A numerical calculations algorithm has been developed in the present work for a thermodynamics and aerodynamic design of an axial flow compressor. The design calculations were based on thermodynamics, gas dynamic, fluid mechanics, aerodynamic and empirical
relations. A two- dimensional compressible flow is assumed with constant axial and rotor blade velocities. A free –vortex swirl distributions was used in the design. These calculations include; power of the compressor, thermodynamic properties of the working fluid, stage efficiency, number of rotor and stator blades, tip and hub diameters, blade dimensions (chord, length and space) for
both rotor and stator, velocity triangles before and after the rotor, Mach number, solidity, degree of reaction, flow and blade angles (blade twist) and lift and drag coefficients along the blade and lift. A repeated stage calculation is made to calculate the above parameters along compressor stages. The twist of the blades can be calculated along the blade length at any required number of sections selected by the designers to obtain smooth blade twist profile. The developed algorithm was tested on a compressor cascade series type NACA 65(12)10 with circular camber angle of (30).

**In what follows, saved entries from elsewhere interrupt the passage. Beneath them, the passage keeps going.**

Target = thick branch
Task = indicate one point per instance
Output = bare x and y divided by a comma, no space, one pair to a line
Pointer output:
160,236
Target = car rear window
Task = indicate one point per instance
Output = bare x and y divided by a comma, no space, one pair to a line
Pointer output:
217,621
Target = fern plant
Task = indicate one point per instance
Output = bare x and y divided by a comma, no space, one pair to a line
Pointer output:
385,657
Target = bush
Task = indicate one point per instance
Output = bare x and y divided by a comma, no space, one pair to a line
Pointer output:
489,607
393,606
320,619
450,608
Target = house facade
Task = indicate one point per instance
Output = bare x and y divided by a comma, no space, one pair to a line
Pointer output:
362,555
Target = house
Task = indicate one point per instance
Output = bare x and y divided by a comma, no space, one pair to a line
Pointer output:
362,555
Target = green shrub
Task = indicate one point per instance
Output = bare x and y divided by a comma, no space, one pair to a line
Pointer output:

The results show that; the lift coefficient decreases as mean flow angle increases, the drag coefficient increases along blade length at a mean flow angle of (15), the relative Mach number increases
along blade length as mean flow angle increases, the ratio of total drag coefficient to lift coefficient increases when the mean flow angle increases, the drag coefficient decreases along blade length as the solidity increases, the cascade efficiency increases as the mean flow angle increase to (45).